AR: Q2. During your talk you mentioned that "everyone on the team should be able to code". Why do you think programming is a mandatory skill for data scientists? Do you consider it sufficient to be able to write pseudo-code?
TH: We like the approach of having the same one or two people work on a new data science project from end to end. This means our data scientists are involved in all aspects from conceptualization to experimentation to deployment and maintenance. This approach gives a sense of ownership, and leads to timely completion with good modeling decisions as they relate to deployment and maintenance. So our data scientists must be excellent engineers. However, even in organizations where a data scientist focuses only on experimentation or analysis, strong coding skills may lead to better solutions versus being limited to tools and stats packages.
AR: Q3. What motivated you to work in data science? How has the data science field changed since you started your career in it?
TH: I started studying artificial intelligence (and data visualization) about 12 years ago. And like many in AI, I found that the skills I picked up along the way--machine learning, complex systems, knowledge representation, and so on--had broad application. The big thing today is just how mainstream it has all become. Particularly in the last few years.
AR: Q4. What soft skills do you think are the most important for practitioners in the field of data science?
TH: Presentation skills are a big one. Some data scientists will pour themselves into their work to great effect, but when it comes time to discuss it, what we get is a truly haphazard power-point. There are many outlets for data scientists to practice presentation skills. You can give a recorded talk at a meetup, local conference, or boot-camp, and watch yourself. Or ask your PR department to record and critique you.
AR: Q5. What is your favorite interview question when hiring a data scientist?
TH: During the first phone screen, we like to ask non-technical questions that are revealing of a person's passion and tenaciousness. We'll ask something as simple as "of all your past projects, what's your favorite?", but look for them to absolutely light up when describing it. We think inspired data scientists build inspired products.
AR: Q6. Is "talent crunch" a real problem in data science? What has your personal experience been around it?
TH: I hear about it, but I don't see it firsthand. If anything, I see the opposite--I meet many data scientists unable to break into a quality role. But being in the tech industry in San Francisco is likely like living in a bubble. Our local data science meetup has 5500 members (meetup.com/Data-Mining/). We're probably a bit (or a lot) ahead of the curve here. Regardless of whether there is currently a shortage across all industries, what is obvious is that there is a huge secular trend towards more data collection and data-driven products, and more people focusing their careers on the skills involved in creating those products.

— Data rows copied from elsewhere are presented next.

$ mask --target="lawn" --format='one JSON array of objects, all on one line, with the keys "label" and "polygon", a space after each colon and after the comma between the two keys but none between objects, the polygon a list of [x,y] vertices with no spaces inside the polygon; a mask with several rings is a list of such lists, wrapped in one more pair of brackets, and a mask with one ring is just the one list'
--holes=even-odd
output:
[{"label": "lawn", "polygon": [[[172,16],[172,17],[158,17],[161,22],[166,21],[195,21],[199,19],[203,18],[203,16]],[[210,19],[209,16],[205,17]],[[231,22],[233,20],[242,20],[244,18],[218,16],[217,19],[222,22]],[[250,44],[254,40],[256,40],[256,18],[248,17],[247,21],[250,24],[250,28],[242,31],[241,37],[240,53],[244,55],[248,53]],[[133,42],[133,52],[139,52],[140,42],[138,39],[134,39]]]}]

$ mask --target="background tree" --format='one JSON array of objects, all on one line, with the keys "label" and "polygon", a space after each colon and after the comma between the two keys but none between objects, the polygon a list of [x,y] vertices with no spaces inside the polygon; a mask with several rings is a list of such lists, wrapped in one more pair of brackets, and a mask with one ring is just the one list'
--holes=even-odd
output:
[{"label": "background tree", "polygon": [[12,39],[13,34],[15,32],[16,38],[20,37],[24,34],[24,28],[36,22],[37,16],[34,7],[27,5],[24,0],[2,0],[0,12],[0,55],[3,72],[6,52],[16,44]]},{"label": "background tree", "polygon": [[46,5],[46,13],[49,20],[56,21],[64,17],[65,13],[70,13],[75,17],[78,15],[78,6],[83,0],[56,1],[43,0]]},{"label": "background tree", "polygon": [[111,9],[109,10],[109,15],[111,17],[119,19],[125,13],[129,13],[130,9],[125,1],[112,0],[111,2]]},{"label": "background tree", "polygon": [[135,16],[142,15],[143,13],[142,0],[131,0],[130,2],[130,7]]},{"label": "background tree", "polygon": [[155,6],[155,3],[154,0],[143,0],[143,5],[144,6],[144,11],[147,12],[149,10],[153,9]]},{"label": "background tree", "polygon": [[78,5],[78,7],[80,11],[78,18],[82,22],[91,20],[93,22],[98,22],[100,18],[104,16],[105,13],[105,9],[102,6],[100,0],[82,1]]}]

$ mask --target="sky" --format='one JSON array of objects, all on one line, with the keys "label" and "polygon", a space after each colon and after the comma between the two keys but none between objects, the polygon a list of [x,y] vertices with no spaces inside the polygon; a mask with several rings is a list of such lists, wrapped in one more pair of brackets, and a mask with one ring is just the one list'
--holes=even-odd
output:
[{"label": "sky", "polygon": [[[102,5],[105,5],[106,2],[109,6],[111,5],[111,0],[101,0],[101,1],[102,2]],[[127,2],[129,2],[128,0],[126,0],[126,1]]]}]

AR: Q7. Do you think Data Science can be learned through self-teaching using online resources and working on DIY projects?
TH: I think so. Having high quality materials online and outlets to practice data science (e.g. Kaggle) is such a new phenomenon that I still don't meet many data scientists who took that road. I expect that will change.
AR: Q8. What was the last book that you read and liked? What do you like to do when you are not working?
TH: "Infinite City: A San Francisco Atlas". I spend much of my free time savoring San Francisco, and all the awesome people and culture here. I feel incredibly fortunate to get to be a part of this city!